Bug 11681

Summary: Incorrect use of 'platform_bus_type' with 'struct device_driver'
Product: Drivers Reporter: Lothar Wassmann (LW)
Component: OtherAssignee: drivers_other
Status: RESOLVED OBSOLETE    
Severity: normal CC: alan, dbrownell, greg, hmh, kay, marcus
Priority: P1    
Hardware: All   
OS: Linux   
Kernel Version: 2.6.26 Subsystem:
Regression: No Bisected commit-id:
Attachments: The attached patch fixes the problem for the PXA2xx Flash driver

Description Lothar Wassmann 2008-10-01 05:17:49 UTC
Latest working kernel version:
Earliest failing kernel version:
Distribution: any
Hardware Environment: any
Software Environment: any
Problem Description: 
Lots of device drivers register a 'struct device_driver' with the '.bus' member
set to '&platform_bus_type'.
This is wrong, since the platform_bus functions expect the 'struct device_driver' to be wrapped up in a 'struct platform_driver' which provides
some additional callbacks (like suspend_late, resume_early).
The effect may be that platform_suspend_late() uses bogus data outside the
device_driver struct as a pointer pointer to the device driver's suspend_late()
function or other hard to reproduce failures.

The following drivers need to be converted to use a platform_driver struct and
the platform_driver_register() function:
./arch/mips/basler/excite/excite_iodev
./drivers/char/ipmi/ipmi_msghandler
./drivers/char/ipmi/ipmi_si_intf
./drivers/char/tpm/tpm_atmel
./drivers/char/tpm/tpm_nsc
./drivers/char/tpm/tpm_tis
./drivers/hwmon/ibmaem
./drivers/mtd/maps/pxa2xx-flash.c
./drivers/ide/mips/au1xxx-ide
./drivers/ide/mips/swarm
./drivers/mtd/nand/excite_nandflash
./drivers/mtd/onenand/generic
./drivers/net/gianfar_mii
./drivers/net/mipsnet
./drivers/net/fs_enet/fs_enet-main
./drivers/net/fs_enet/fs_enet-main
./drivers/net/fs_enet/fs_enet-main
./drivers/net/fs_enet/mii-bitbang
./drivers/net/fs_enet/mii-fec
./drivers/pcmcia/au1000_generic
./drivers/pcmcia/hd64465_ss
./drivers/pcmcia/i82365
./drivers/pcmcia/m32r_cfc
./drivers/pcmcia/m32r_pcc
./drivers/pcmcia/sa1100_generic
./drivers/pcmcia/tcic
./drivers/pcmcia/vrc4171_card
./drivers/scsi/a4000t
./drivers/scsi/bvme6000_scsi
./drivers/scsi/mvme16x_scsi
./drivers/serial/cpm_uart/cpm_uart_core
./drivers/serial/cpm_uart/cpm_uart_core
./drivers/video/au1100fb
./drivers/video/au1200fb
./drivers/video/hgafb
./drivers/video/skeletonfb
./drivers/watchdog/rm9k_wdt

Steps to reproduce:
grep -r -B 5 '\.bus.*=.*platform_bus_type' . | grep device_driver
gives a (possibly incomplete) list of drivers that are potentially affected by this bug.
Comment 1 Lothar Wassmann 2008-10-01 05:21:18 UTC
Created attachment 18129 [details]
The attached patch fixes the problem for the PXA2xx Flash driver
Comment 2 Kay Sievers 2008-10-01 11:37:29 UTC
Yeah, looks like the platform core does:
  to_platform_driver(drv) (container_of((drv), struct platform_driver, driver))
which means it expects the driver core driver to be embedded in a platform driver.
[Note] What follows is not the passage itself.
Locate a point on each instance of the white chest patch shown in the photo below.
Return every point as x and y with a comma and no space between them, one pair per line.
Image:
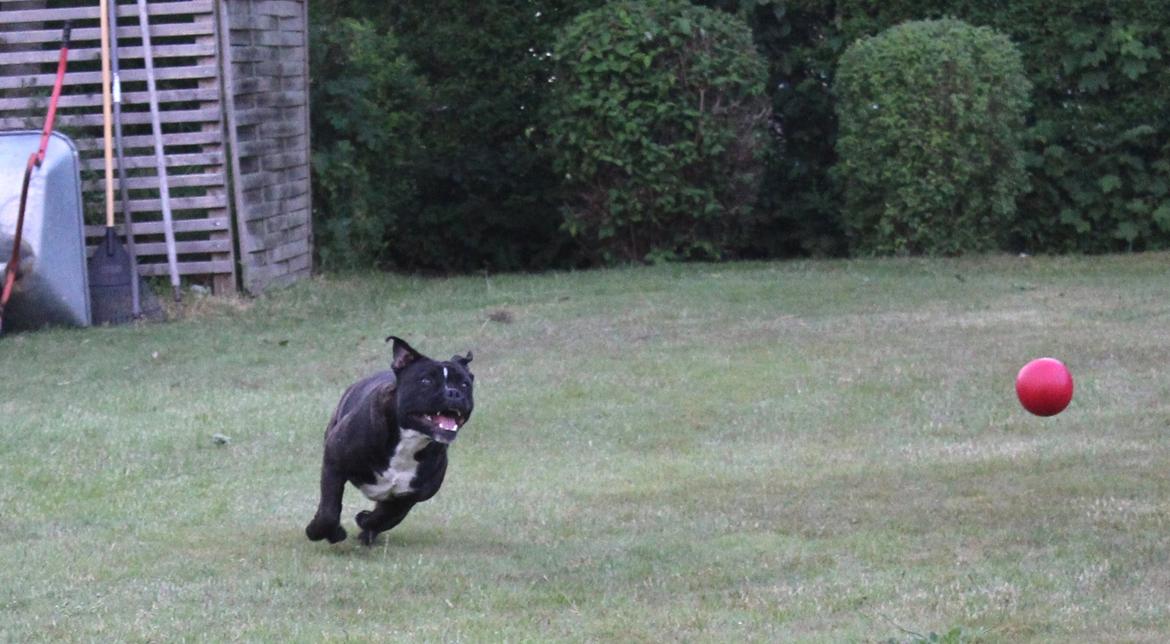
396,479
David, these drivers need a fix, right?
Comment 3 David Brownell 2008-10-01 12:03:11 UTC
Yes, these drivers need fixing.

The problem came with whatever patch changed the platform bus code to rely on such casts for drivers.  I noticed it when I added basic PM methods to some drivers -- suspend/resume would oops, long before I added the early/late versions to match that PM iteration -- and fixed drivers on all the platforms I worked with.  That was already way too much work to fix any bug I didn't create, so I suppose I ignored the other drivers.  :)

The issue is that *originally* this idiom was standard and used throughout the "legacy" bus (later renamed "platform").  Then it became incorrect, I think when suspend/resume handling changed, but that code was still in the tree ... and the idiom was in peoples' minds.
Comment 4 Henrique de Moraes Holschuh 2009-01-04 11:58:26 UTC
This is present on 2.6.26, 2.6.27, 2.6.28, and current mainline by a quick peek at the code.  And it is causing suspend/resume issues, as expected (that's how I found this bug report).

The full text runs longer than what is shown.